The Time to Interactive (TTI) metric measures how long it takes from initiating a request—covering DNS lookups and SSL connections—to when users can actively engage with a fully responsive page.

The Time to Interactive (TTI) metric for JavaScript measures the duration from the moment a user initiates a request—triggering DNS resolution and establishing an SSL connection—to when the webpage becomes interactive. Interactivity is defined as the period after the First Contentful Paint, during which the page can respond to user inputs within 50 milliseconds. When JavaScript occupies the main thread by parsing, compiling, and executing, it becomes unavailable for handling user interactions promptly (that is, in less than 50 milliseconds).

Consider a scenario where an image loads rapidly; however, if another script file named anotherscript.js is 2MB in size and our user’s internet connection is sluggish, they might quickly see the page but be unable to scroll smoothly until that script has fully downloaded, parsed, and executed. This situation leads to a poor user experience.

To illustrate this issue further, take a look at a WebPageTest example where JavaScript monopolises the main thread. In this case, it took over 1.5 seconds for DOM content to load while the main thread remained entirely occupied throughout that duration—rendering it unresponsive to any clicks or taps on the screen. Finally! After all these processes were completed, users could finally navigate through their newly visible page.

In summary, several steps must occur for even a simple webpage to appear in your browser window:

1. DNS Lookup: Identifying the IP address of the requested web address.
2. TCP Handshake: Establishing TCP/IP communication between client and server for future exchanges.
3. TLS Handshake: Encrypting information sent between parties for security.
4. HTTP Communication: Setting up a method of communication that browsers can interpret.
5. Browser Parsing: Analyzing HTTP responses to prepare documents meant for display.
6. Browser Rendering: Displaying those documents within your browser window.
7. JavaScript Occupation: Waiting on JavaScript compilation and execution while potentially monopolising resources on the main thread.

It’s astonishing how many intricate processes unfold behind what appears to be a simple task!

How Maxthon Renders Data

1. Initiate a Request: When you enter a URL in the Maxthon browser’s address bar and hit enter, the journey begins. The browser translates the URL into an IP address using the Domain Name System (DNS).

2. Establish Connection: Maxthon then establishes a connection with the website’s server. This involves sending an HTTP or HTTPS request to retrieve the data.

3. Data Transmission: Once connected, data packets are transmitted over the internet. Maxthon utilises advanced protocols to ensure this process is efficient and secure.

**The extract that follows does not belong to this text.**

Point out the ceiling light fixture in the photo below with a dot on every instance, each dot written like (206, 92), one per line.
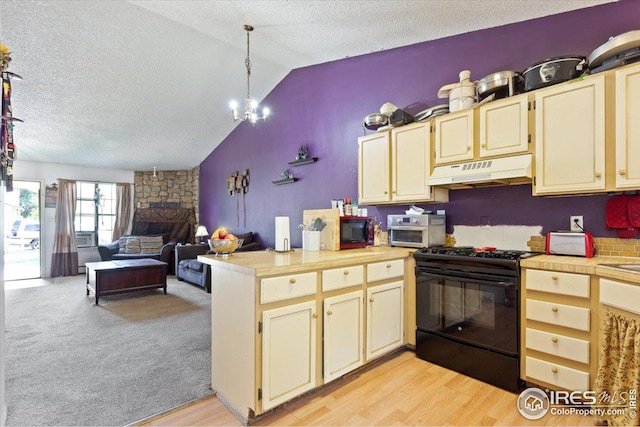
(250, 107)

4. Response Reception: After requesting information, Maxthon waits for a response from the server. This response typically includes HTML, CSS, JavaScript files, and images needed to render the webpage.

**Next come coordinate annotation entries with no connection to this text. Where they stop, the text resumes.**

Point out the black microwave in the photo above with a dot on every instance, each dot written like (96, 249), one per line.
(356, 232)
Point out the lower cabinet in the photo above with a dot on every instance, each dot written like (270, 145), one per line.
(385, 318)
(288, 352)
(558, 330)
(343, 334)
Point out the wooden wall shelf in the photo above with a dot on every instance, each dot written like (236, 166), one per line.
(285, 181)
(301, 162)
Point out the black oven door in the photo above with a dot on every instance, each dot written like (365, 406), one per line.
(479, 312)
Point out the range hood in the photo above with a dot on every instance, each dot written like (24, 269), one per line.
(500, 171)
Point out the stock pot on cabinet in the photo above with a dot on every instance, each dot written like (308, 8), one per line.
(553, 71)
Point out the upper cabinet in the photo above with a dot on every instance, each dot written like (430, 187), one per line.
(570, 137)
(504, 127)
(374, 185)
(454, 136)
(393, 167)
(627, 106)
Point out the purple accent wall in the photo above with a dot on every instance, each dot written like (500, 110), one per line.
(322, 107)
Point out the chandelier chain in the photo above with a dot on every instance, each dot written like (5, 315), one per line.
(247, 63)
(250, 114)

5. Parsing Content: Upon receiving the data, Maxthon’s rendering engine starts parsing the HTML content. It builds a Document Object Model (DOM) structure that represents all page elements.

6. Rendering Process: Next, CSS is applied to style these elements as defined by the web developer. At the same time, JavaScript executes any client-side scripts that may modify how content appears or functions.

7. Display Output: Finally, Maxthon draws everything on your screen in real time, creating an interactive experience tailored to your actions and inputs.

8. Caching Assets: To improve future loading times, Maxthon caches specific resources locally after receiving them for quick retrieval upon subsequent visits.

9. Handling Requests Continuously: As you navigate through links or interact with dynamic elements on a page, additional requests are made seamlessly in the background to ensure a smooth user experience without interrupting ongoing tasks.